I smirked again. “Well, you’re not my boss anyway so…”
“Thank God for that.”
“Agreed.” She huffed and marched off, away from my cubicle.
She was later fired.
I’ve been confronted with this issue before, especially now with social media. People have told me to be “smart” or “careful” with what I post. I’ve been told not to get into arguments with people on line.
Here’s the thing: I know I can be better with how I go about things sometimes. I know sometimes my emotions get the best of me. I have my triggers. We all do. Still, I won’t censor myself or tame my fierce. I already told you I’m willing to pay the price. None of us is perfect. We don’t have to be…
Therapist: “Meredith, you got really good at being alone, but something terrible happened to you and they were all there. And they still are.”
Meredith: “Are you saying I can’t be alone anymore?”
Therapist: “No, I think you can. I just don’t think you want to be.”
Grey’s Anatomy Episode: All I Want Is You
I watched this episode last weekend in my partner’s apartment. She isn’t a Grey’s Anatomy watcher but she came into the room just as this scene came on. She leaned on the door frame and watched me while I sniffled. “Hmmm,” she said knowingly. We’d been talking about how I’ve isolated myself since I got back from Tin House and have been digesting the discovery that this memoir is about being unmothered. I didn’t realize these weekly essays would pull so much out of me. I didn’t realize I’d been isolating myself. I’ve gotten so good at being alone…and, yes, it’s true, I don’t want to be, but some habits are so hard to break.
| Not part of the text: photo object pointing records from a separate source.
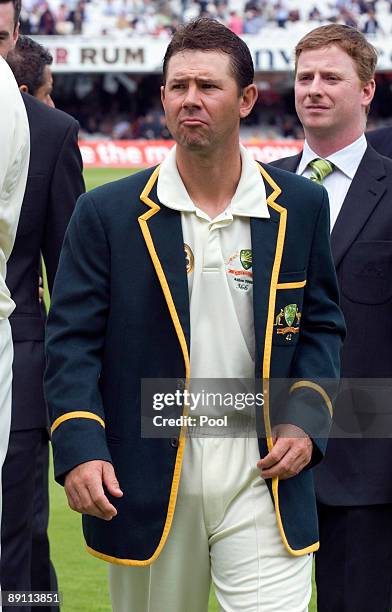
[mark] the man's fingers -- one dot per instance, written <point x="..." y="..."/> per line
<point x="285" y="468"/>
<point x="110" y="481"/>
<point x="296" y="458"/>
<point x="275" y="455"/>
<point x="85" y="492"/>
<point x="99" y="503"/>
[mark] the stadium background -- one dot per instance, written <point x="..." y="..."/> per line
<point x="107" y="59"/>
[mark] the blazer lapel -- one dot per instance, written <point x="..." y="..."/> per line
<point x="288" y="163"/>
<point x="362" y="197"/>
<point x="162" y="232"/>
<point x="267" y="246"/>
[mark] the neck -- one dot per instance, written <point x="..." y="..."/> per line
<point x="325" y="146"/>
<point x="210" y="179"/>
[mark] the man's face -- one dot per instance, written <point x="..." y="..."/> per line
<point x="201" y="100"/>
<point x="329" y="96"/>
<point x="44" y="92"/>
<point x="8" y="31"/>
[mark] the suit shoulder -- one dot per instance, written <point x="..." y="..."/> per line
<point x="294" y="184"/>
<point x="42" y="114"/>
<point x="117" y="195"/>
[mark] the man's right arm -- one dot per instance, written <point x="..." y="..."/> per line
<point x="14" y="159"/>
<point x="74" y="343"/>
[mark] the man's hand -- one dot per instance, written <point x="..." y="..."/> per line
<point x="291" y="452"/>
<point x="84" y="488"/>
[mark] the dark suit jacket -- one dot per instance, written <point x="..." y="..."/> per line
<point x="120" y="313"/>
<point x="356" y="472"/>
<point x="381" y="140"/>
<point x="54" y="183"/>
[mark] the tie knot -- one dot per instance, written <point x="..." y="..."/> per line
<point x="321" y="168"/>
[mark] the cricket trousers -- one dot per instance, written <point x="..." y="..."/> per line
<point x="224" y="529"/>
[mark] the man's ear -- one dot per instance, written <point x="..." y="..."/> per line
<point x="248" y="100"/>
<point x="15" y="35"/>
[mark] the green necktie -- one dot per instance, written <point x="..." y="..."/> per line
<point x="321" y="168"/>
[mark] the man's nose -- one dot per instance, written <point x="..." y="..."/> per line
<point x="315" y="86"/>
<point x="192" y="97"/>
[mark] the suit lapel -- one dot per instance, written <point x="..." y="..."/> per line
<point x="362" y="197"/>
<point x="289" y="163"/>
<point x="268" y="237"/>
<point x="162" y="232"/>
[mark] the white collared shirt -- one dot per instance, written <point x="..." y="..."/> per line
<point x="219" y="266"/>
<point x="14" y="162"/>
<point x="346" y="162"/>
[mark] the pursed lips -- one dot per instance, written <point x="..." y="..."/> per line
<point x="192" y="121"/>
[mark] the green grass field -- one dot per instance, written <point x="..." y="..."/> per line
<point x="82" y="578"/>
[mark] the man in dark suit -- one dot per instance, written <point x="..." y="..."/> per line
<point x="381" y="140"/>
<point x="53" y="185"/>
<point x="334" y="86"/>
<point x="196" y="269"/>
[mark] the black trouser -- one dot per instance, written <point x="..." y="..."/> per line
<point x="25" y="563"/>
<point x="354" y="563"/>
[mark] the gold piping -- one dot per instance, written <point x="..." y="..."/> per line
<point x="268" y="349"/>
<point x="143" y="219"/>
<point x="77" y="414"/>
<point x="298" y="285"/>
<point x="311" y="385"/>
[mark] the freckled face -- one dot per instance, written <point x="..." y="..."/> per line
<point x="329" y="96"/>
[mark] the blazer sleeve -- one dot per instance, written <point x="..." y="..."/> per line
<point x="75" y="340"/>
<point x="66" y="186"/>
<point x="316" y="366"/>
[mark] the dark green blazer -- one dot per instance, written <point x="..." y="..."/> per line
<point x="120" y="313"/>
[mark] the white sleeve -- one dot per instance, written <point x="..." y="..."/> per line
<point x="14" y="162"/>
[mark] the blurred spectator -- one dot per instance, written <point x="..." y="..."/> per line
<point x="47" y="22"/>
<point x="30" y="63"/>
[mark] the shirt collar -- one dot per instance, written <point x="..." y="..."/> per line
<point x="346" y="160"/>
<point x="249" y="199"/>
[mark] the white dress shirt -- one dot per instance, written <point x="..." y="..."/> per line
<point x="14" y="163"/>
<point x="220" y="286"/>
<point x="346" y="162"/>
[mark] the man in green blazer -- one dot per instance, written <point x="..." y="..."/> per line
<point x="207" y="266"/>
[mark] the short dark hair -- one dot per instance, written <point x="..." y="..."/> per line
<point x="205" y="34"/>
<point x="17" y="4"/>
<point x="27" y="61"/>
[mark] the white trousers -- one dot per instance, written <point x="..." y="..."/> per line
<point x="224" y="528"/>
<point x="6" y="357"/>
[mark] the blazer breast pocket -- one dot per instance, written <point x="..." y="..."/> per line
<point x="367" y="272"/>
<point x="288" y="308"/>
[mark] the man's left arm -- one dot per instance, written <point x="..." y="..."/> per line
<point x="300" y="439"/>
<point x="66" y="186"/>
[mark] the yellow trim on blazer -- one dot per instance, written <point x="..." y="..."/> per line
<point x="154" y="208"/>
<point x="77" y="414"/>
<point x="311" y="385"/>
<point x="298" y="285"/>
<point x="268" y="350"/>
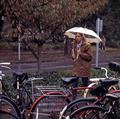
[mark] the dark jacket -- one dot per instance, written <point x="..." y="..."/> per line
<point x="82" y="65"/>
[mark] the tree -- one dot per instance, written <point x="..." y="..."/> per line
<point x="49" y="18"/>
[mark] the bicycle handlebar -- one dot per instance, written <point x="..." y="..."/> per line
<point x="103" y="68"/>
<point x="5" y="63"/>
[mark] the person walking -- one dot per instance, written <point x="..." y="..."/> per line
<point x="82" y="57"/>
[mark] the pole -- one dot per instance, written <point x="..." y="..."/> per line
<point x="19" y="46"/>
<point x="97" y="45"/>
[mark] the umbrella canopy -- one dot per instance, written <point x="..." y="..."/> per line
<point x="94" y="39"/>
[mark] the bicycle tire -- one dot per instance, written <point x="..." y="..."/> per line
<point x="9" y="107"/>
<point x="87" y="91"/>
<point x="72" y="106"/>
<point x="90" y="112"/>
<point x="4" y="114"/>
<point x="48" y="106"/>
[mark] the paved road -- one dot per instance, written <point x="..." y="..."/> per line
<point x="57" y="61"/>
<point x="52" y="66"/>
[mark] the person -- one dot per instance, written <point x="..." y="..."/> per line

I started therapy today. I didn’t realize I’d write about it until right now that I’m in front of this screen. It was an intake appointment where you address why you’re there, why you’re seeking therapy and what you hope to get out of it.
I choked up a few times. I warned the therapist, a gay white guy with soft eyes: “Get used to this. I’m a crier.” We both laughed. He gasped a few times as I told him my history. Said, “I’m so sorry,” when I told him about my brother’s death. “You have no relationship with your mother?” he whispered, his face crestfallen, when I told him about my mother. I appreciated that. I don’t want a therapist that’s so sterile and detached, he doesn’t react to the shit I share.
“It sounds like you’ve been through a lot.” I choked up again. Sometimes I can’t help but think I’m buggin’. I’m overreacting and being overly sensitive. “That’s your mother’s voice in your head.” He swallowed his lips and nodded when he said it. Then he sighed. It was a sad sigh. An “oh my god, I’m so sorry,” sigh. That’s when I decided that I wanted to work with him. Because he has compassion. Because he said what I needed to hear: “that’s your mother’s voice…”
The kindness of strangers…
Today, as I sit here and take in this week and all these epiphanies, I stare at the signs spirit is sending me and I feel more sure of myself than I have in a while. I think of Viola Davis and her definition of a hero. I don’t know if I’ve ever felt like a hero but I certainly know what it is to struggle and to overcome. I know what it feels like to know that you’ve survived some real shit and everything else is miniscule in comparison. I know that I’m ready to heal and share my life. I’m taking steps in my self-care that feel promising. I’m proud of myself right now. I feel like a bad ass. I’m singing Ice Cube’s Today Was a Good Day in my head, imagining myself in a top down green Impala, driving down Bushwick Avenue. Silly, maybe, but it makes me giggle and I’ve earned that giggle. Maybe I am a hero, after all.